Все это касается отнюдь не только вооружения и амуниции,
повышенный интерес к которым вполне уместен для доблестных воинов. «Одиссей многоумный» (в «Одиссее» эта формула
только в именительном падеже звучит 69 раз, да еще в «Илиаде»
24 раза) именуется так не в последнюю очередь потому, что он на
424

все руки мастер и любая работа у него спорится. Вот Лаэртид при
поддержке Калипсо строит плот: «Начал рубить он деревья. И
быстро свершалося дело. /Двадцать стволов он свалил, очистил
их острою медью, /Выскоблил гладко, потом уравнял, по шнуру обтесавши. /Нимфа Калипсо меж тем бурав принесла Одиссею. /Бревна он все просверлил и приладил одно ко другому, /
Брусьями бревна скрепил и клинья забил между ними. /Точно
такого размера, какого обычно готовит /Дно корабля грузового кораблестроитель искусный, – /Сделал такой ширины свой
плот Одиссей многоумный. /После того над плотом помост он
устроил, уставив /Часто подпорки и длинные доски на них постеливши. /Мачту в средине поставил, искусно к ней рею привесил, /Чтобы плотом управлять, и руль к нему крепкий приладил.
/Сделал потом по краям загородку из ивовых прутьев, /Чтоб защищала от волн, и лесу немало насыпал. /Нимфа, свет меж богинь, холста принесла, чтобы сделать /Парус на плот. Одиссей
изготовил прекрасно и это. /К парусу брасы потом подвязал, и
фалы, и шкоты, /Плот потом рычагами спустил на священное
море. /День четвертый пришел, и кончено было с работой».

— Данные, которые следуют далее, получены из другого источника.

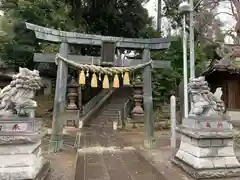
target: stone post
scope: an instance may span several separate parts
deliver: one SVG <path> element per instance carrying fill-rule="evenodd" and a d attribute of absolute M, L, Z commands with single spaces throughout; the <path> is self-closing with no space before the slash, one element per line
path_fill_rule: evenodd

А вот он вспоминает перед Пенелопой, как когда-то изготовил супружеское ложе: «Не другой кто, я сам ее сделал. /Пышно олива
росла длиннолистая, очень большая, /В нашей дворовой ограде.

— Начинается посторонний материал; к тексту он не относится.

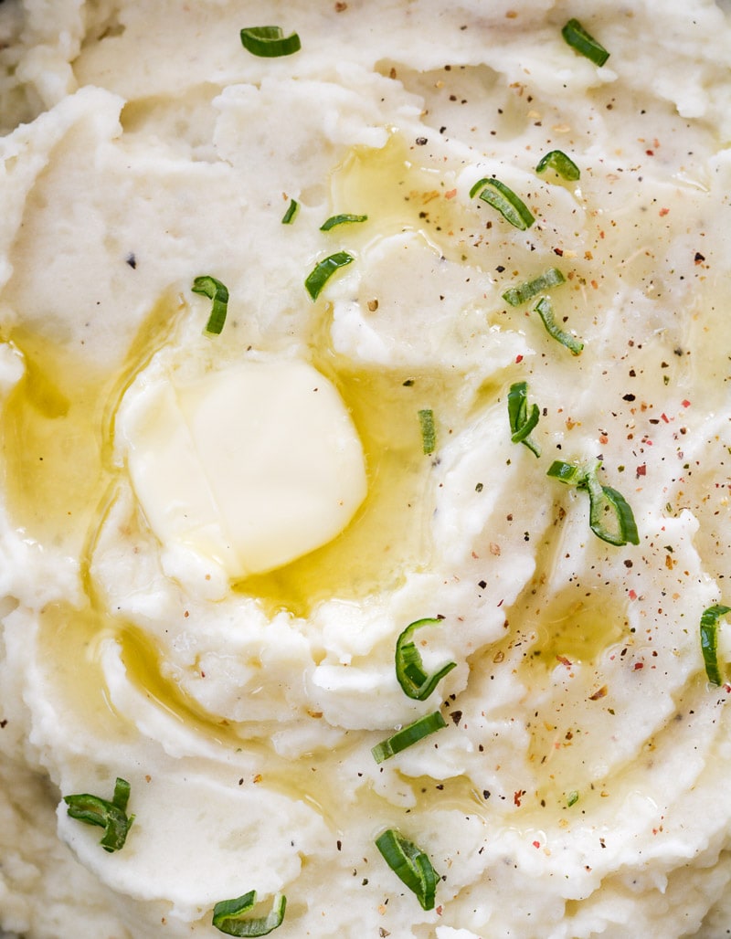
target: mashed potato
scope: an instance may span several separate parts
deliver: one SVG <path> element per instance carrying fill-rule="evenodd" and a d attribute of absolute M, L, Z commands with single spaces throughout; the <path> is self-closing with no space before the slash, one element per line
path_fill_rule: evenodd
<path fill-rule="evenodd" d="M 727 16 L 0 6 L 4 930 L 728 934 Z"/>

Был ствол у нее, как колонна. /Каменной плотной стеной окружив ее, стал возводить я /Спальню, пока не окончил. И крышей
покрыл ее сверху. /Крепкие двери навесил, приладивши створки
друг к другу. /После того я вершину срубил длиннолистой оливы, /Вырубил брус на оставшемся пне, остругал его медью /Точно, вполне хорошо, по шнуру проверяя все время, /Сделал подножье кровати и все буравом пробуравил. /Этим начавши, стал
делать кровать я, пока не окончил, /Золотом всю, серебром и
слоновою костью украсил, /После окрашенный в пурпур ремень
натянул на кровати. /Вот тебе признаки этой кровати, жена!»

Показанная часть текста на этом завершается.